Epileptic Signal Classification Based on Synthetic Minority Oversampling and Blending Algorithm

The scalp electroencephalogram (EEG) has been extensively studied for epileptic signal classification in the past, but little attention has been paid to the data imbalance among different epileptic states. It is well known that, in general, the duration of seizure onset is less than several minutes or even shorter. This will result in an imbalance problem when comparing to the durations of the preictal and interictal states. In this article, a novel epileptic classification and seizure detection algorithm for imbalanced data is proposed. The wavelet packet decomposition (WPD)-based statistical features (SFs) of multichannel EEGs are first extracted for representation. Then, the K-means synthetic minority oversampling technique (K-means SMOTE) is applied for data balancing. A blending algorithm that consists of random forests (RFs), extremely randomized trees (Extra-Trees), and gradient boosting decision trees (GBDTs) is finally adopted for feature learning and epileptic signal classification. The developed algorithm provides an average accuracy of 89.49% and 83.90% on the Children's Hospital Boston (CHB)-MIT and iNeuro databases, respectively.
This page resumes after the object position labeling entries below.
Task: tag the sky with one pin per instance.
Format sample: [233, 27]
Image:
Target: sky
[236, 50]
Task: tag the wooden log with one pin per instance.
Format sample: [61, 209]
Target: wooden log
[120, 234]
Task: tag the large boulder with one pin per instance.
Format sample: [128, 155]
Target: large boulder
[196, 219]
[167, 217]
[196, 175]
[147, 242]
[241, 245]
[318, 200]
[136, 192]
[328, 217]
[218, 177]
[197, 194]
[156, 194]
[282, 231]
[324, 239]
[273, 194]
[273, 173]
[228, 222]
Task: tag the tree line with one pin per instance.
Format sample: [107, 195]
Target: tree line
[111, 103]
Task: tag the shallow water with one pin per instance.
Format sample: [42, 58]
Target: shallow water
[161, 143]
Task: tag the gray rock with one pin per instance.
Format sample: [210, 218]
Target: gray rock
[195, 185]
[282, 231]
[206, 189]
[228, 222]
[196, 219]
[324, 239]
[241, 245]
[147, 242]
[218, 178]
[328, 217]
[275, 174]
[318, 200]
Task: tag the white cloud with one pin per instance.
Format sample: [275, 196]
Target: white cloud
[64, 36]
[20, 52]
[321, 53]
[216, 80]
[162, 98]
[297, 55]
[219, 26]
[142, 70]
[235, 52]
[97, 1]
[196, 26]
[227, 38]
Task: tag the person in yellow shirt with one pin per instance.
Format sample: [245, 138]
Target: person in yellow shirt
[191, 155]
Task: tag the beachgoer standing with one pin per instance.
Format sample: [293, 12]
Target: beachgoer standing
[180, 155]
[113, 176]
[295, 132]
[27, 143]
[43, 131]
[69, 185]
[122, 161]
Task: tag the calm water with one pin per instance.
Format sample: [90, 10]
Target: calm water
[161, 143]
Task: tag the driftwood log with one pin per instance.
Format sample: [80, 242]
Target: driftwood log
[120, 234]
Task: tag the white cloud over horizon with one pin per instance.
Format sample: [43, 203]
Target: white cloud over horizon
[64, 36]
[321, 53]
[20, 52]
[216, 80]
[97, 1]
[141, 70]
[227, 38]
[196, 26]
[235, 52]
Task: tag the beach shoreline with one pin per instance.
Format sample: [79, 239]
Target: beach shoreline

For the patient-specific classification experiment on the iNeuro database, the proposed algorithm achieves the highest average accuracy of 92.68%.

Automated summary

This article introduces a novel algorithm for epileptic classification and seizure detection for imbalanced data, utilizing statistical features extracted from multichannel EEGs and applying data balancing techniques, followed by a blending algorithm for feature learning and epileptic signal classification, achieving high accuracy rates in the experiments.